Europe may not be the decider for many voters, but it is the totemic example of how extreme a victorious Conservative party will be after 2015. Not since Labour’s 1983 “longest suicide note in history” manifesto has a party planned such a radical prospectus. Then, Labour proposed leaving Nato, unilateral nuclear disarmament, renationalising British Telecom and shipbuilding, abolishing the second chamber and leaving Europe.

From Cameron mark 2, expect the effective dismantling of much of the BBC and marketisation of the rest of the National Health Service. Gove plans chains of for-profit schools. National pay rates will be broken, paying public servants in already poor places less. Beecroft’s “fire at will” deregulations will be back. The juggernaut of cuts to come, still only half done, will hit even harder, says the Institute of Fiscal Studies, since tax rises and capital cuts are already banked, leaving deeper service and staff cuts.

More tax cuts and shrinking benefits are certain. Bids are finalised for the 800 million probation-service contract, outsourcing a core justice function warned against by the National Audit Office; next will be Gove’s postponed outsourcing of child protection. All this adds up to an isolated England with a denuded state, irrelevant abroad and increasingly unequal at home.
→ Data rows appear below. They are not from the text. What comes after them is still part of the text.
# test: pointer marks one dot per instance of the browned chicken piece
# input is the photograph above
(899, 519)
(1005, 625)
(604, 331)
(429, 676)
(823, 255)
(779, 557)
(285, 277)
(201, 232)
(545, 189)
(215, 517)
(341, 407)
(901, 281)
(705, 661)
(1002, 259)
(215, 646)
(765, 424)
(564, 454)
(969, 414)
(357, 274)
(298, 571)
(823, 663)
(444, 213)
The EU referendum campaign will encourage xenophobia. Benefit cuts will urge mean-spiritedness that despises those below, to distract from a swelling plutocracy above. The Tories and their press denounce Labour policies as extreme, a throwback to the 1970s, anti-business, economically unsound and so on. Compared to the next Cameron agenda, Labour’s modest mansion tax, return to the 50 p rate, jobs guarantee and 200,000 homes a year, all cemented into current spending and benefit caps, are remarkably prudent — too tame, Jon Cruddas and others complain. With next year’s result more unpredictable than any election for decades, Labour’s task is to convey to voters the full enormity of what the Conservatives have in store.